Malaysia voted in favor of adopting the UN Declaration on the Rights of Indigenous Peoples (UNDRIP) in 2007. However, Indigenous Peoples, collectively known as Orang Asal, with over 100 different ethnic and sub-ethnic groups across Malaysia, experience an array of rights violations, including a lack of recognition of their ancestral and customary lands. Indigenous Peoples in Malaysia also face limitations to their self-government, autonomy, or self-determination to influence policies and decision-making. In this regard, Paraguay called on Malaysia to “adopt measures to protect and respect the identity and self-determination of indigenous peoples.”

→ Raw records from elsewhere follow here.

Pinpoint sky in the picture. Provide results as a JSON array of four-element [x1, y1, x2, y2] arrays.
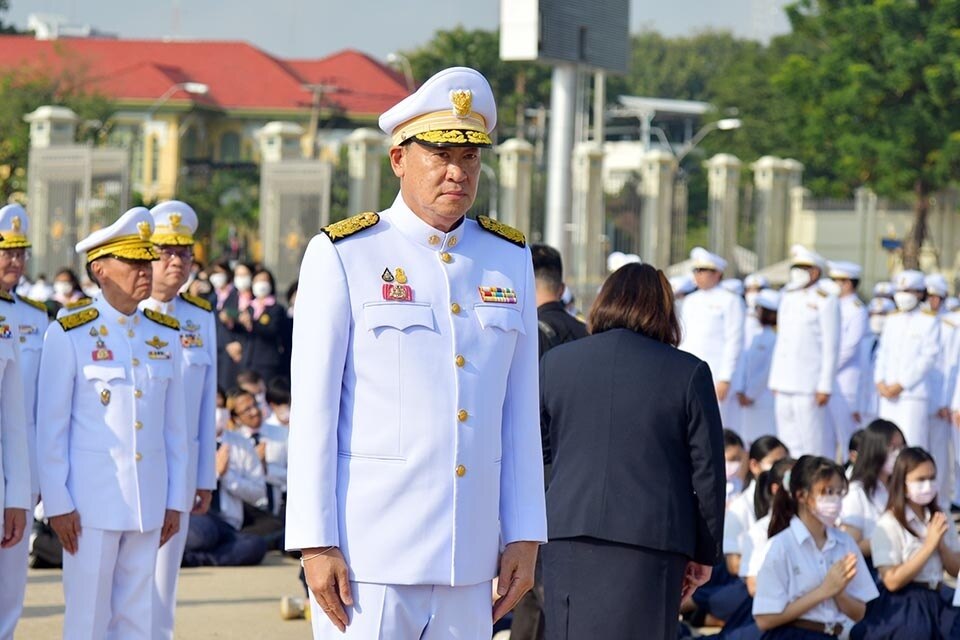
[[7, 0, 788, 59]]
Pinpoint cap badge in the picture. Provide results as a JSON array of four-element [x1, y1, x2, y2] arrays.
[[450, 89, 473, 118]]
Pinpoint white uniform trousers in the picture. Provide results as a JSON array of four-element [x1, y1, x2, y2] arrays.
[[880, 396, 930, 451], [774, 391, 837, 460], [310, 582, 493, 640], [153, 513, 190, 640], [0, 496, 37, 640], [63, 519, 160, 640]]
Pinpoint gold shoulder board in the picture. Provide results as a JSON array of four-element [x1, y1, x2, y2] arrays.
[[63, 298, 93, 309], [180, 293, 213, 311], [17, 296, 47, 313], [477, 216, 527, 247], [57, 309, 100, 331], [143, 309, 180, 331], [320, 211, 380, 242]]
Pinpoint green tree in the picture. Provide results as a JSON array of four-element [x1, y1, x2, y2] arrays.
[[773, 0, 960, 267]]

During the session, recommendations were also made to the Malaysian government urging it to improve the protection and promotion of the rights of Indigenous communities in areas like healthcare, education, and cultural heritage. The Russian Federation called on Malaysia to "continue to take steps to protect and promote the rights of indigenous communities," highlighting the need for further action. The Maldives echoed this sentiment, urging Malaysia to "build on existing efforts to improve access to quality healthcare and education for indigenous communities." Additionally, The Gambia recommended "enhancing the protection of minority rights, including Indigenous Peoples, ethnic, and religious minorities, ensuring equal opportunities, and preserving cultural heritage." Cabo Verde also made a broader recommendation, calling on Malaysia to "commit to creating conditions for access to basic public services and employment for vulnerable groups of the population, in particular, indigenous groups and migrants." 

The Malaysian delegation, under the leadership of Dato' Bala Chandran Tharman, Deputy Secretary-General (Multilateral Affairs), acknowledged the recommendations and described the government's ongoing efforts to address the raised concerns. Responding to concerns, representatives from Malaysia's Ministry of Rural and Regional Development acknowledged ongoing efforts and stakeholder engagement in creating a comprehensive Indigenous development policy. "In promoting the land rights of Aboriginal communities in Peninsula Malaysia, the federal government and state authorities are collaborating to gazette the Aboriginal areas and reserves, and various programs are being introduced, including infrastructure development, the creation of villages, the regrouping of traditional villages, and structured settlements," stated the Malaysian delegation. Malaysia will now analyze these recommendations and provide its responses before the 56th session of the Human Rights Council, scheduled for June-July 2024.